Eşine merhamet etmek sadece Hatice validemize has değildir, biz onun kademinde yürüyebiliriz. Anne veya babasına analık etmek sadece Fatma validemize has değildir, biz de onun izi üzereyiz. İlim sahibi olmak sadece Aişe validemize has değildir, biz de âlim olabiliriz. Biz onların ancak ayağının tozu olacağımızı da bu ümmetin velileri arasında zikredilecek kadınlar olduğunu da biliriz. Dostluk ve sıdk sadece Hz. Ebu Bekir’e has değildir, biz de güneşli bir hafta sonu eşimiz ve çocuğumuzla gezmek varken, sesi mahzun diye, bir arkadaşımızın derdini dinlemeye, onun mağarasında onun sıkışıklığını ve karanlığını paylaşmaya koşabiliriz.  Başımız derde girecek olsa bile risk alıp doğruyu söyleyebilir, sapasağlam durup olası herşeyi göğüsleyebiliriz. Biz de ne kadar yoğun ne kadar karışık olurlarsa olsunlar  hislerimizle doğrunun arasını bir yün çilesini ayırır gibi  ayırabiliriz. Arzularımızı ahirete tehir edebilir, sabredip bekleyebiliriz. Biz kevserin Hz. Fatma’dan bu yana durmadan aktığını hissederiz. O sonu cennete varan suda, bir damla da olsa var olmak isteriz. Evet, teşbih yanımız ağır basar, biz suretleri hayalleri severiz, ancak hangi mihrapta durursak duralım diz çöktüğümüzde hep Allaha dua ederiz.  Biz iyi hesap yapar ve kendimize El- Veli’yi veli ediniriz.

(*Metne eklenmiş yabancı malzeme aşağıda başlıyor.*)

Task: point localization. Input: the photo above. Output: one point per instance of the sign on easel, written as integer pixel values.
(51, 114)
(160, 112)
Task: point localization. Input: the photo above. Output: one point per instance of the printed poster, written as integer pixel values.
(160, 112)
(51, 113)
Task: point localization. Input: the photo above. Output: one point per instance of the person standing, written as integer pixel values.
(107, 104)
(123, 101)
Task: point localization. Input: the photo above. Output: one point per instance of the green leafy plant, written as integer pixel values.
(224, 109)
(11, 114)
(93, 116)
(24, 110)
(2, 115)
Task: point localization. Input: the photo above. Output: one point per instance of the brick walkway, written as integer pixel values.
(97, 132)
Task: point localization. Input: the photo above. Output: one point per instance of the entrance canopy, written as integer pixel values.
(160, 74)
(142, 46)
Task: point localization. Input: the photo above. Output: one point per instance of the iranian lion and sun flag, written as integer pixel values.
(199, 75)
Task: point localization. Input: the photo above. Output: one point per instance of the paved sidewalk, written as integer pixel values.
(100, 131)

Merhamet bazen tutmaktır, bazen bırakmak. Biz uçmak isteyen bir kuşun kanatlarını kırmaya kıyamayız. Onu zorla toprağa bağlı kılamayız. Biliriz kuşlar havada mutludur, toprakta uzun süre yaşayamazlar. Ya bir vahşi hayvan onları yakalar, ya da göklere bakarkenki kederleri…

Bir kaba hesap yaparız. Bunun için ince hesaba gerek yoktur. Bütün dünyevi dertleri bir çuvala koyarız. Onları pazara götürüp satarız, karşılığında bir dirhem hakiki dert alırız. Daha fazlasını takatimiz çekmez.  Böylece artık kimsenin karşısında ağlamayız, kimsenin elini tutmaya muhtaç olmayız, kimsenin ilgisini dilenmeyiz. Onun huzurunda ağlarız, Ona yalvarırız, Ona nazlanırız, Ona şikayet ederiz, Ona mızmızlanırız. Biz istediklerimiz ne kadar sebeplere ve imkana ters olsa da Onun kudretini iyi hesaplarız. “Hazinesi sınırsız olan için istediklerimiz nedir ki?” deriz. Ne istemekten ne ümid etmekten vaz geçeriz.

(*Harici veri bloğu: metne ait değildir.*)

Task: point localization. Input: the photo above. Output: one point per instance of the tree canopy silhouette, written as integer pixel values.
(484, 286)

Biz kararsızlıklarımızı, yanlış seçimlerimizin doğurduğu sonuçların acısını iyi biliriz. Korkarız ama korkunun bizi olduğumuz yere mıhlamasına, yaşamamıza engel olmasına da izin veremeyiz. Her bilenin üstündeki Bilen’i fark ederiz. O Hikmet’e itimad ederiz. Ondan medetle bir yol seçer, bir içtihat ederiz.  Kuşkusuz biz de mutlu olmak isteriz, ama mutluluğun bizim değil Onun cebinde olduğunu biliriz. O cömerttir Ona itimad ederiz.

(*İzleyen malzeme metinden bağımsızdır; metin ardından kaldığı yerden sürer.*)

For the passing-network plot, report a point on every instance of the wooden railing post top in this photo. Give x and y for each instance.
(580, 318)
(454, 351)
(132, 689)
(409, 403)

Biz kadınlar babalarımızın, ağabeylerimizin, öğretmenlerimizin sözlerini iyi dinleriz. Adeta tüm varlığımızla bir kulak kesiliriz. Bize “nehir gibi ak” derler akarız, “kaya gibi metin ol” derler sağlamlaşırız. Dölleyici kelam karşısında kadın kadar verimli bir toprak bulunamaz. Şayet gerçekten aczini, muhtaçlığını, hiçliğini, günahlarını, cehaletini biliyorsa hiç kimse bir kadın kadar edilgen olamaz. Kendini Faalun lima yürid’in eline bırakamaz. Kulluk bütünüyle edilgen olmaktır. “Attığımda, ben atmadım Allah attı” diyebilmektir. Kadınlar Kadir’e iyi kulluk eder, zira ona ihtiyacını en çok zayıf olanlar bilir. Bu yüzden kudret sadece Hz. Meryem’de değil aczini bilip dergahı ilahiye döndükleri sürece tüm  kadınlar üzerinde mütecellidir. Kadınları güçlü kılan zayıflıklarının ta kendisidir.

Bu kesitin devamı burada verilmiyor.